According to data from the USDA’s economic research service, US per capita dairy milk consumption decreased by 22% between 2000 and 2016. Why the downward trend?
This trend partially stems from digestive issues, but a percentage of it can be attributed to misconceptions about cows' milk. Many people think that plant-based milk is healthier than cows' milk. But the numbers on the labels just don’t add up!
We did a little digging to compare cows' milk to plant-based milk nutritional profiles and have displayed it in an easy-to-read milk comparison chart below. All numbers are a percentage of the Daily Value which is used to recommend nutrient intake levels to prevent deficiencies.
Milk Comparison Chart

Other than the strong levels of vitamins and minerals, milk contains only three ingredients: milk, vitamin D, and vitamin A. The rest of the nutrients are naturally occurring, meaning they are delivered to your body in their natural form.
Below are details outlined in the infographic above.
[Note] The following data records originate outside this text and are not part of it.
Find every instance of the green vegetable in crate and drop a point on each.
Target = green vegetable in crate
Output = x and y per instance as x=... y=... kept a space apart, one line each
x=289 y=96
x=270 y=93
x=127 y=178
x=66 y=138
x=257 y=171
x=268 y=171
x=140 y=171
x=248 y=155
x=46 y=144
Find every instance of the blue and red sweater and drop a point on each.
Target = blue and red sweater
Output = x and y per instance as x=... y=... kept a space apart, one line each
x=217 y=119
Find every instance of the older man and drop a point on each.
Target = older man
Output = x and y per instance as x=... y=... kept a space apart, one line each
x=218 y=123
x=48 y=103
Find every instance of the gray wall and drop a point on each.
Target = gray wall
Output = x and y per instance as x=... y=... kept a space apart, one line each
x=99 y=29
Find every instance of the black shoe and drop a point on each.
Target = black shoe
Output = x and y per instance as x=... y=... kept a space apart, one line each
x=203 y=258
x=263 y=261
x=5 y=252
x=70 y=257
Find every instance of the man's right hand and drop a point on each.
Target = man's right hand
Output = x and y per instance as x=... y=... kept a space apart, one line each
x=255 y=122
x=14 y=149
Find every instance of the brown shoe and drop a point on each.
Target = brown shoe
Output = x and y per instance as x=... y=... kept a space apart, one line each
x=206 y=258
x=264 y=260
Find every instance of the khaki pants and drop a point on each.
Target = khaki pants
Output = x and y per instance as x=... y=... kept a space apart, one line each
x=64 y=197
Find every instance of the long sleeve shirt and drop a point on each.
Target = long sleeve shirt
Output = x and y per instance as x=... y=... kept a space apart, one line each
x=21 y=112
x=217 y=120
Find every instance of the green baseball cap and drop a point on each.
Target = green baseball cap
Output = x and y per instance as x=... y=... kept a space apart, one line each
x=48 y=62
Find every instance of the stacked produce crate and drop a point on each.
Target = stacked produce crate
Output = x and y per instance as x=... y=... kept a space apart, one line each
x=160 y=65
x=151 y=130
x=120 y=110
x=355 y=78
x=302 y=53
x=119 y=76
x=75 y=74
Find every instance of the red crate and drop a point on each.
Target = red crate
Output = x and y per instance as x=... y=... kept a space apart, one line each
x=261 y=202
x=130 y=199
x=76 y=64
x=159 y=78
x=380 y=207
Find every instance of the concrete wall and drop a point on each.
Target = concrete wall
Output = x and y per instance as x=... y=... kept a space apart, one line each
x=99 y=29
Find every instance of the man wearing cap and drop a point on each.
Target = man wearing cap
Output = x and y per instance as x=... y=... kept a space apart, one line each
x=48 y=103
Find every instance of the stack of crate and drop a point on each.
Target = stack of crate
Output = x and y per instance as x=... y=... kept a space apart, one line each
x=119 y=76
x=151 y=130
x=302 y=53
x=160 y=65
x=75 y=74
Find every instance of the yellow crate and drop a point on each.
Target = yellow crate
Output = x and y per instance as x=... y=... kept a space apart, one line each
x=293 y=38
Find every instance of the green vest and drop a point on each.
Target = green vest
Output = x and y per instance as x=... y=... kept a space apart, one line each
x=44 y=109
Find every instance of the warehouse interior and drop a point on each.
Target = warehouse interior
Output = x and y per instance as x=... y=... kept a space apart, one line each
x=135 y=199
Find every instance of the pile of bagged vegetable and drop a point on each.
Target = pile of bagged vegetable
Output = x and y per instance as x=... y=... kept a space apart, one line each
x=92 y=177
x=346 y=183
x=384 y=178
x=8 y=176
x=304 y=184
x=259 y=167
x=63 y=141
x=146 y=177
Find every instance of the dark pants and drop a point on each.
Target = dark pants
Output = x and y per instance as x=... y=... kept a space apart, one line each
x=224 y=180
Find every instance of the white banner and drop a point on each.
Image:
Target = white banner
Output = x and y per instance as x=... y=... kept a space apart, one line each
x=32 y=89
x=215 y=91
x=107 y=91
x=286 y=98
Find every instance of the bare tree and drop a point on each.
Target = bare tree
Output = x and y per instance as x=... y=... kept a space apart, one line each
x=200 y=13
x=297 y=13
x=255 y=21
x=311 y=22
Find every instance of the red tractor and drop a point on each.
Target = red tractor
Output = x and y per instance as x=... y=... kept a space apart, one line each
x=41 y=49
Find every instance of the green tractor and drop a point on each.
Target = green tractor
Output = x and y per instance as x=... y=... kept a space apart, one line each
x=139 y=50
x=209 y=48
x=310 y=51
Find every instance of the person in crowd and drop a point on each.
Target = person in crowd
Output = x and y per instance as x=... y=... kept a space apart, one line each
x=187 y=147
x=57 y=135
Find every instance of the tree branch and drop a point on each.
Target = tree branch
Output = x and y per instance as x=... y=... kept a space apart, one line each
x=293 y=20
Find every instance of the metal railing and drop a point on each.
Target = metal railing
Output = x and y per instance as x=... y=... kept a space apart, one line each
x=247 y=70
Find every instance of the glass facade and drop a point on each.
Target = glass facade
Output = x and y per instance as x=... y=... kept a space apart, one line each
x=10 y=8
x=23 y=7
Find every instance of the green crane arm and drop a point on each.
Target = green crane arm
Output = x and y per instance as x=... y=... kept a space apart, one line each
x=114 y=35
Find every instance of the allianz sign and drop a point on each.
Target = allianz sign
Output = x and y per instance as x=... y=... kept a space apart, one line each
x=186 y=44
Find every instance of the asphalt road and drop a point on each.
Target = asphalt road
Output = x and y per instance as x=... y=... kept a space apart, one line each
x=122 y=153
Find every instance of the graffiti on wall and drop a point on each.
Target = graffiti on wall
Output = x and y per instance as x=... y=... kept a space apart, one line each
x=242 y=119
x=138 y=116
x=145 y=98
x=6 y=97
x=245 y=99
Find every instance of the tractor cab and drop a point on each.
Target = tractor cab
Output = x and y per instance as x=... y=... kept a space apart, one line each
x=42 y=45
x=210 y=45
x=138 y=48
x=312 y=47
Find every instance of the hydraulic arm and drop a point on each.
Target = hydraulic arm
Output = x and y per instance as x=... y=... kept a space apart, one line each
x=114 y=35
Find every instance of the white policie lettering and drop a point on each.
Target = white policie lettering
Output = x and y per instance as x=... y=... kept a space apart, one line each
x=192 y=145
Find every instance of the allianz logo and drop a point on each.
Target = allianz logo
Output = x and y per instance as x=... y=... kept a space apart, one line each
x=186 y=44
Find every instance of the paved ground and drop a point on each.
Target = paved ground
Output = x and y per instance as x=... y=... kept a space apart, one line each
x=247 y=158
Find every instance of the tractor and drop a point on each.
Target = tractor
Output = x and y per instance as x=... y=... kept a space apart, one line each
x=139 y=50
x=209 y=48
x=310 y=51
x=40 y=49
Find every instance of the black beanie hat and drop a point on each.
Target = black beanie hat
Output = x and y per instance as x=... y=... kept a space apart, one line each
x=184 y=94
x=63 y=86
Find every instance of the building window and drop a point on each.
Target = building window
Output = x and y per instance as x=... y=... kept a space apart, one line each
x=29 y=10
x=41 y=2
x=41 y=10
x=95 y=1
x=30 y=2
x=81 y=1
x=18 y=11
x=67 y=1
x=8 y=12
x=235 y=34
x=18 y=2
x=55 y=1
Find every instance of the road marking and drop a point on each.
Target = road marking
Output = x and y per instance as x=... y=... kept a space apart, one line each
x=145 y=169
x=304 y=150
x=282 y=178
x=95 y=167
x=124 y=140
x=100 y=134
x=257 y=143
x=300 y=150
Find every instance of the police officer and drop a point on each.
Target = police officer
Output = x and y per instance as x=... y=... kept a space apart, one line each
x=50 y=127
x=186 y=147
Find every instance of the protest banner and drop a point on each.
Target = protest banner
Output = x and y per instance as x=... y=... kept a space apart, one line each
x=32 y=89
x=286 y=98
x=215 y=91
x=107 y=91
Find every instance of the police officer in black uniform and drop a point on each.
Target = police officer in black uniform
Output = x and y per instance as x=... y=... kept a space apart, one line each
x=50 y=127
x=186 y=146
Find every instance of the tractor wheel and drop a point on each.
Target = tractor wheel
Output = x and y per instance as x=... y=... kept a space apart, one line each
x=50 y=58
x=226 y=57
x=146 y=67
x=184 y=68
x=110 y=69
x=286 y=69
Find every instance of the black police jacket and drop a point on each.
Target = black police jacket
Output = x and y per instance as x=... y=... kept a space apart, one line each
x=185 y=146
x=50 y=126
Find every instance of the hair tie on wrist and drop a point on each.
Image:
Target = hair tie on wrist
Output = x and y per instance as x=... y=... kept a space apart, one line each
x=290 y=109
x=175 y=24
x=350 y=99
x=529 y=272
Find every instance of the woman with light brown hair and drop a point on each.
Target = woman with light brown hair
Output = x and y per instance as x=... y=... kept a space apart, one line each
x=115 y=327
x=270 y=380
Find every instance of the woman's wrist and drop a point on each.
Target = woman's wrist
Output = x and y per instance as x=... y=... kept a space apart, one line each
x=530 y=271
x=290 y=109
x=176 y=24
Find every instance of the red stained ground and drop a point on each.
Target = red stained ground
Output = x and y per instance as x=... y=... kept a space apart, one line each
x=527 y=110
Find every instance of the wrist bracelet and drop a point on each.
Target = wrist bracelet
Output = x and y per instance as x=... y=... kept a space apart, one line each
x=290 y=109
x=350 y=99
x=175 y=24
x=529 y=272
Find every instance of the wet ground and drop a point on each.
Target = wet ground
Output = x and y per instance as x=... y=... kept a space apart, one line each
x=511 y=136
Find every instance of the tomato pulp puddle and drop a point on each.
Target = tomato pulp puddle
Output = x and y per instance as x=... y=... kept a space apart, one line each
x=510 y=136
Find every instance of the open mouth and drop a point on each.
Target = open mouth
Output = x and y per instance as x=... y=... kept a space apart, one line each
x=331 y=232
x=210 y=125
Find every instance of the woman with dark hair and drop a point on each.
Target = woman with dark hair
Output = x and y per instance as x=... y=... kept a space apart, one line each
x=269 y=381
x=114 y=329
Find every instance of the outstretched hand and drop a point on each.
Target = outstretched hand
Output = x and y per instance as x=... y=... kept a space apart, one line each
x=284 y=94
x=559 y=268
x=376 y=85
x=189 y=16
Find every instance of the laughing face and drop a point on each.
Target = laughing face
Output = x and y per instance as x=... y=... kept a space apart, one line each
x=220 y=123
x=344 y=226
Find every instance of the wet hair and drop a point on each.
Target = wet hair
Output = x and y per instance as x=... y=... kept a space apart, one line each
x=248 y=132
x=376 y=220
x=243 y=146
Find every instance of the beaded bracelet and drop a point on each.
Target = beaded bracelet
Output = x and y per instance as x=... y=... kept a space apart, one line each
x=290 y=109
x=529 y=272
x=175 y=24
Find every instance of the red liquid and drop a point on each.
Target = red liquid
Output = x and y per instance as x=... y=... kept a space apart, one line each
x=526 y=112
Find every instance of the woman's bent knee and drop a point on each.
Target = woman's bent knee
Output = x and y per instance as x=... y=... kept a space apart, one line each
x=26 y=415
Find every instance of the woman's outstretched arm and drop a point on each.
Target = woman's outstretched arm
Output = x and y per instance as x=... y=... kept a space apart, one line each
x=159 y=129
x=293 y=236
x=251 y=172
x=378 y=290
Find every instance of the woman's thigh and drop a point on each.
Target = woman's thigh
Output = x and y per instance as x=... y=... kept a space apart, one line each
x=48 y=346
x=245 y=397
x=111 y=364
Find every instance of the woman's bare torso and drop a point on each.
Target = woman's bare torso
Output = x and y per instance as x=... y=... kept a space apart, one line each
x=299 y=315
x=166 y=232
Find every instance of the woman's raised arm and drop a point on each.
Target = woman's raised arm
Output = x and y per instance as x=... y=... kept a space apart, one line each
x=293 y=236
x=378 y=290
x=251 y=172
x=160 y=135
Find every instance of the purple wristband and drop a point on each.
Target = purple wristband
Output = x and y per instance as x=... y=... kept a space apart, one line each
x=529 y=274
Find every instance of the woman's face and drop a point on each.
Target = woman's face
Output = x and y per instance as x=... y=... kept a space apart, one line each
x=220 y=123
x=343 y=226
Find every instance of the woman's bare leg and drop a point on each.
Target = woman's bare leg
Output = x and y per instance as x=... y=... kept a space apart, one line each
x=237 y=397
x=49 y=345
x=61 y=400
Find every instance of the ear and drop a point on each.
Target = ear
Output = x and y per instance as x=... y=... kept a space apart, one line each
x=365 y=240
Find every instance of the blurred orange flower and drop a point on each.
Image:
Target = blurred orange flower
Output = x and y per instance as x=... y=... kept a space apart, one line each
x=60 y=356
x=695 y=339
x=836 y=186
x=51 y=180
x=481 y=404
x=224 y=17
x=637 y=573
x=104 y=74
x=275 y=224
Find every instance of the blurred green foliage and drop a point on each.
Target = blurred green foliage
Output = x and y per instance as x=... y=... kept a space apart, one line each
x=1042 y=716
This includes the daily value of each nutrient and whether it’s naturally occurring or fortified.
Calcium: Daily Value = 1000mg
Milk: 300mg = 30% DV; naturally occurring
Soy: 300mg = 30% DV; fortified with Tricalcium Phosphate & Calcium Carbonate
Almond: 520mg = 52% DV; fortified with Calcium Carbonate
Pea: 450mg = 45% DV; fortified with Calcium Phosphate
Vitamin D: Daily Value = 400IU
D3 is what your body produces when your skin is exposed to sunlight and is the body’s preferred source of Vitamin D. D2 is a plant source of Vitamin D and may not be as good at raising blood levels of Vitamin D as D3.*
Milk: 120IU = 30% DV; fortified with Vitamin D3
Soy: 100IU = 25% DV; fortified with Vitamin D2
Almond: 110IU = 30% DV; fortified with Vitamin D2
Pea: 120IU = 30% DV; fortified with Vitamin D2
Riboflavin: Daily Value = 1.7mg
Milk: 0.45mg = 25% DV; naturally occurring
Soy: 0.44mg = 25% DV; fortified with vitamin blend
Almond: 0.123mg = 6% DV; naturally occurring
Vitamin B12: Daily Value = 6mcg
Milk: 1.29mcg = 20%DV; naturally occurring
Soy: 2mcg = 30% DV; fortified with vitamin Blend
Almond: 0mcg = 0% DV
Protein: Daily Value = 50g
Milk: 8g = 16% DV; naturally occurring
Soymilk: 6g = 12% DV; naturally occurring
Almond: 1.55g = 3% DV; naturally occurring
Pea: 8g = 16% DV; naturally occurring
Potassium: Daily Value = 3500mg
Milk: 340mg = 10% DV; naturally occurring
Soy: 300mg = 9% DV; naturally occurring
Almond: 176mg = 5% DV; naturally occurring
Pea: 451mg = 13% DV; naturally occurring
Vitamin A: Daily Value = 5,000IU
Milk: 464 IU = 10% DV when fortified;5% DV naturally occurring + 5% from fortification with Vitamin A palmitate
Soy: 450IU = 10% DV; fortified with vitamin A palmitate
Almond: 372IU = 7% DV; fortified with Vitamin A palmitate
Pea: 499IU = 10% DV; fortified with vitamin A palmitate
Drink real cows' milk for your health; it’s one of the easiest ways to get your daily recommendations of all of these important nutrients!
Sources
Milk reference: USDA Nutrient Database Standard Reference #01079 “Milk, reduced fat, fluid, 2% milkfat, with added vitamin A and vitamin D”.
Soymilk reference: USDA Nutrient Database Standard Reference #16139 “Soymilk, original and vanilla with added calcium, vitamins A and D”.
Almond beverage reference: USDA Nutrient Database Standard Reference #14091 “Beverage, almond milk, unsweetened, shelf stable”.
Pea: USDA Nutrient Database Branded Food Products #45138170 “Nutritious Pea Milk” by Ripple Foods.
*Trypkovic et al., Comparison of vitamin D2 and vitamin D3 supplementation in raising serum 25-hydroxyvitamin D status: a systematic review and meta-analysis. American Journal of Clinical Nutrition. 2012;95(6):1357-1364.